Canarian Coalition yesterday showed its support for innovation as a new engine for the island with the aim of seeking diversification beyond tourism. The senator Fernando Clavijo and the candidate for the presidency of the Cabildo, Rosa Dávila, ratified it during her visit to the Innovation Factory of Tenerife. Eduardo gonzalezits director, showed the nationalist leaders the willingness of the sector and its potential to generate wealth and job.
González stated that “we are going to launch Abyss, a video game developed here that is a milestone for us.” 17 people participated in the project and it had a cost of 425,000 euros with financing, mostly private. But González considers that “it is important to have the support of the institutions and we had it at the beginning.” The company started as a start up and it already has seven workers, although it can summon more than a hundred people to events. A benchmark in the training of new technological professionals.
Abyss is a survival video game where an explorer enters an abyss and looks for resources to survive. It puts the player, in the third person, before the challenge of managing those resources and having a strategy to be able to advance. It is “a video game for all audiences”, without explicit violence that can be found on all consoles and the forecast is that it will be released later this year.
Rosa Dávila stressed: “Historically, the Cabildo has been a great support for the innovation sector and this video game in Tenerife, made by people from here and who work here, is a milestone.” She added: “We are going to maintain our commitment to the talent of the Island, with events like the TLP, which are a benchmark. We are talking about a sector that generates employment and wealth, does not consume land and with high added value”.

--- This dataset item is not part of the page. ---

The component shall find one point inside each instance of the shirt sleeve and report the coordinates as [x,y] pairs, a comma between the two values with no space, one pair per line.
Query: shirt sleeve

For his part, Fernando Clavijo pointed out that “when we talk about diversifying the economy, jobs with high added value and young people having a future here, we talk about what is coming out today the light, this video game ». But that, he stressed, “requires support, time, investment and, above all, accompaniment in times of difficulty.” He considers that “that is what the Canary Coalition has done from the institutions; We even wanted to take it to the classroom, to the education of our people”.
At the Innovation Factory, design courses, video game creation or robotics training are taught. “Future engineers, computer scientists and engineers leave here,” Clavijo assessed to conclude: “You learn the language of machines, the language of the future, by playing. A successful model that we will continue to support.”